Вчера днем, в «окошке» между приемами новых пациентов, я слушал радио, и ведущие ознакомили меня с программой Карнеги-холла на этой неделе. Три концерта даст Берлинский филармонический оркестр под управлением Саймона Рэттла. Я зашел в интернет и взял один билет на концерт на тот же вечер. Финальный из трех концертов – «Das Lied von der Erde» – будет сегодня, но его мне придется пропустить: все билеты проданы. Малер вечно думал обо всем последнем: «Das Lied von der Erde» с ее щемящими нотами прощания, с звуковым миром, где у радости привкус горечи, написана в основном летом 1908 года. Годом раньше, в 1907 году, грязные политические игры с антисемитской подоплекой вынудили Малера покинуть пост директора Венской оперы. Это огорчение обрушилось на него вслед за шокирующим ударом: в июле 1907 года умерла от скарлатины старшая из двух его дочерей, пятилетняя Мария-Анна. Когда Метрополитен-опера заключила с Малером контракт на сезон 1908 года, он взял с собой в Нью-Йорк жену Альму и младшую дочь. Это была передышка, миг славы и некоторой удовлетворенности собой. Он чаровал аудиторию своим искусством дирижера и новаторскими программами, пока совет театра не отстранил его, отдав предпочтение Тосканини.

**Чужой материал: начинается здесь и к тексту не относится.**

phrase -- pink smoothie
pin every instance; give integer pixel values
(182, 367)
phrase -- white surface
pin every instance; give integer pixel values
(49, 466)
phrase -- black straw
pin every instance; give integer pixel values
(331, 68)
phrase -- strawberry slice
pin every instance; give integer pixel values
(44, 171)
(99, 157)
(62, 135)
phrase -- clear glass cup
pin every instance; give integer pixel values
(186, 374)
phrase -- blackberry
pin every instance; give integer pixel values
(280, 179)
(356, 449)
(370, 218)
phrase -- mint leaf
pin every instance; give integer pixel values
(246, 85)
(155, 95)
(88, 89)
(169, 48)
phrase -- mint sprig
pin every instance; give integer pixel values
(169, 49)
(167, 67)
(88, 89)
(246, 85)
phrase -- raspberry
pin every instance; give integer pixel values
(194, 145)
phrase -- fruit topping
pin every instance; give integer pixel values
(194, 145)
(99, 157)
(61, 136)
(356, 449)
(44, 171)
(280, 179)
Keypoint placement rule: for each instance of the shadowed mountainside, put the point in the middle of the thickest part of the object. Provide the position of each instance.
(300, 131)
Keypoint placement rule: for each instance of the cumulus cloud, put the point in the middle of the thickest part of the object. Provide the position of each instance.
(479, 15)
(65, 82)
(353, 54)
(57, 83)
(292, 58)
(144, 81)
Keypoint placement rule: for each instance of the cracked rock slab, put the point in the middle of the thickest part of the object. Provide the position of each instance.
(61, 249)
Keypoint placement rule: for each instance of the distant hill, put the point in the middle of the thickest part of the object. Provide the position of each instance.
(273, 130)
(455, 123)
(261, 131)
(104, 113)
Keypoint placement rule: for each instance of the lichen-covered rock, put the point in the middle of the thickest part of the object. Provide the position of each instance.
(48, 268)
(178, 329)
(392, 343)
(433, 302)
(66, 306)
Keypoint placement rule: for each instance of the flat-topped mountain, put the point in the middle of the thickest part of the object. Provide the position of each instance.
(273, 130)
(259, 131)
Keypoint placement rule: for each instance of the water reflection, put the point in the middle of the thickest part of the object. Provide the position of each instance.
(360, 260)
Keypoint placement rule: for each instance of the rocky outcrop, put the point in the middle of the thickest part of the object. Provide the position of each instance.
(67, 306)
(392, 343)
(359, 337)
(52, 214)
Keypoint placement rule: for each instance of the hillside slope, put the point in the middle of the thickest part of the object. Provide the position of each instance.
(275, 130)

Вчера вечером я ходил слушать Девятую симфонию – то самое произведение, которое Малер написал после «Das Lied von der Erde». У Малера так сильно развито чувство конца, что его многочисленные музыкальные повествования о финалах почти затмевают всё, что им предшествует. Он мастерски овладел искусством заканчивать симфонии, весь корпус произведений и собственную жизнь. Даже Девятая – не самое последнее его произведение; сохранились фрагменты Десятой симфонии – и похоронного в них еще больше, чем в предыдущих. В шестидесятых годах британский музыковед Дерик Кук завершил эту симфонию, основываясь на черновиках Малера.
Вчера вечером, в метро, в поезде маршрута «Н», идущем на север, я поймал себя на размышлениях о последних годах Малера. То, что вокруг него было мрачного, разнообразные напоминания о хрупкости и бренности сущего – всё это ярко озарял некий неведомый источник света, но даже к этому свету примешивалась тьма. Я думал о том, как по солнечным каньонам между отвесными стенами небоскребов иногда несутся облака, и тогда четко разграниченные свет и тень мимолетно расцвечиваются прожилками из света и тени. Все произведения, написанные Малером на закате дней, – «Das Lied von der Erde», Девятая симфония, наброски Десятой, – были впервые исполнены только после смерти автора; все они – исполинские, отличающиеся яркой освещенностью и живостью произведения, а их обрамлением служит трагедия, в то время бушевавшая в его жизни. Главное впечатление, остающееся от них, – ощущение света: света страстной жажды жизни, света удрученного ума, размышляющего о неотвратимом приближении смерти.
Одержимость всем последним заметна не только в стилистике позднего Малера. Она присутствовала с самого начала его творческого пути, еще во Второй симфонии – обширном музыкальном исследовании таких понятий, как смерть и воскресение. Если бы на закате дней он написал только «Das Lied von der Erde», ее сочли бы уместным прощальным высказыванием, одним из величайших, того же уровня, что и «Реквием» Моцарта, Девятая симфония Бетховена и последняя фортепианная соната Шуберта. Но написать вслед за «Das Lied», летом следующего, 1909 года такую же неохватную Девятую симфонию – значило сделаться благодаря своей силе воли гением долгих прощаний.
Концерт входил в цикл, посвященный городу Берлину. Я взял билет на вчерашний концерт слишком поздно и оказался на четвертом ярусе, если считать от цокольного этажа. Зал – очаровательная раковина с потолком, инкрустированным софитами и встроенными светильниками, – был переполнен. От моей соседки, красавицы в дорогом жакете, воняло; запах был сильный, нечто среднее между слюной и спиртом, и я предположил, что причина – не пренебрежение гигиеной, а слишком усердное использование парфюмерии. Я подумывал пересесть на другое место, но оказалось некуда. Женщина принялась энергично обмахиваться веером, и запах рассеялся. Скоро появился ее спутник – высокий, загорелый, в синем костюме и белой рубашке в клетку, мужчина европейской внешности с веселыми серыми глазами. Из-за кулис вышел под аплодисменты публики первый скрипач, и оркестр приступил к настройке: сначала гобоист выдул четкое «ля», а затем звуки струнных, выпутавшись из очаровательной какофонии, грянули в унисон.